這個庫提供了幾個類，我們將使用ch.qos.logback.access.servlet.TeeFilter來訪問請求和響應有效負載（正文），並使用ch.qos.logback.access.jetty.RequestLogImp ll來發布請求並響應要回溯的資料，以便在我們的日誌佈局中使用它們。現在我們需要將這些類插入Jetty，有兩行要突出顯示：
contextHandler.addFilter(new FilterHolder(new TeeFilter()), “/*”, util.EnumSet.of(DispatcherType.INCLUDE, DispatcherType.REQUEST, DispatcherType.FORWARD))

我們使用TeeFilter來攔截所有匹配正規表示式“/ *”的請求，以複製請求和響應有效負載，以供我們記錄。
requestLog.setResource("/logback-access.xml")

Logback-access使用它自己的配置檔案，它是可配置的（預設路徑是{jetty.home} /etc/logback-access.xml）。應該是這樣的：

<configuration>
    <appender name="FLUENCY" class="ch.qos.logback.more.appenders.FluencyLogbackAppender">
        <!-- Tag for Fluentd.
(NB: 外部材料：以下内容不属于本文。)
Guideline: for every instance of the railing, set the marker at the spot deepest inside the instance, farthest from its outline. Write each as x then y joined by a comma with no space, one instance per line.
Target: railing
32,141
Farther information: http://docs.fluentd.org/articles/config-file -->
        <tag>accesslog</tag>
        <!-- Host name/address and port number which Flentd placed -->
        <remoteHost>localhost</remoteHost>
        <port>20001</port>

        <!-- [Optional] Configurations to customize Fluency's behavior: https://github.com/komamitsu/fluencyusage  -->
        <ackResponseMode>false</ackResponseMode>
        <fileBackupDir>/tmp</fileBackupDir>
        <!-- Initial chunk buffer size is 1MB (by default)-->
        <bufferChunkInitialSize>2097152</bufferChunkInitialSize>
        <!--Threshold chunk buffer size to flush is 4MB (by default)-->
        <bufferChunkRetentionSize>16777216</bufferChunkRetentionSize>
        <!-- Max total buffer size is 512MB (by default)-->
        <maxBufferSize>268435456</maxBufferSize>
        <!-- Max wait until all buffers are flushed is 10 seconds (by default)-->
        <waitUntilBufferFlushed>30</waitUntilBufferFlushed>
        <!-- Max wait until the flusher is terminated is 10 seconds (by default) -->
        <waitUntilFlusherTerminated>40</waitUntilFlusherTerminated>
        <!-- Flush interval is 600ms (by default)-->
        <flushIntervalMillis>200</flushIntervalMillis>
        <!-- Max retry of sending events is 8 (by default) -->
        <senderMaxRetryCount>12</senderMaxRetryCount>
        <!-- [Optional] Enable/Disable use of EventTime to get sub second resolution of log event date-time -->
        <useEventTime>true</useEventTime>

        <encoder>
            <pattern><![CDATA[REQUEST FROM %remoteIP ON %date{yyyy-MM-dd HH:mm:ss,UTC} UTC // %responseHeader{X-UOW} // responseHeader{X-RequestId}    %n
>>>>>>>>>>>>>>>>>>>>>>>>>>>>>>>>>>>>>>>>>>>>>>>>>
%fullRequest
<<<<<<<<<<<<<<<<<<<<<<<<<<<<<<<<<<<<<<<<<<<<<<<<<
%fullResponse
                ]]>
            </pattern>
        </encoder>
    </appender>

    <appender-ref ref="FLUENCY"/>
</configuration>

使用logback-more-appenders的 ch.qos.logback.more.appenders.FluencyLogbackAppender 插入logback-access 和Fluency。

<dependency>
    <groupId>org.komamitsu</groupId>
    <artifactId>fluency</artifactId>
    <version>1.8.1</version>
</dependency>
<dependency>
    <groupId>com.sndyuk</groupId>
    <artifactId>logback-more-appenders</artifactId>
    <version>1.5.0</version>
  </dependency>

Fluency 有很多緩衝風格配置你需要調整，這裡有很好的解釋。對於本文，我們將重點關注tag，remoteHost和port。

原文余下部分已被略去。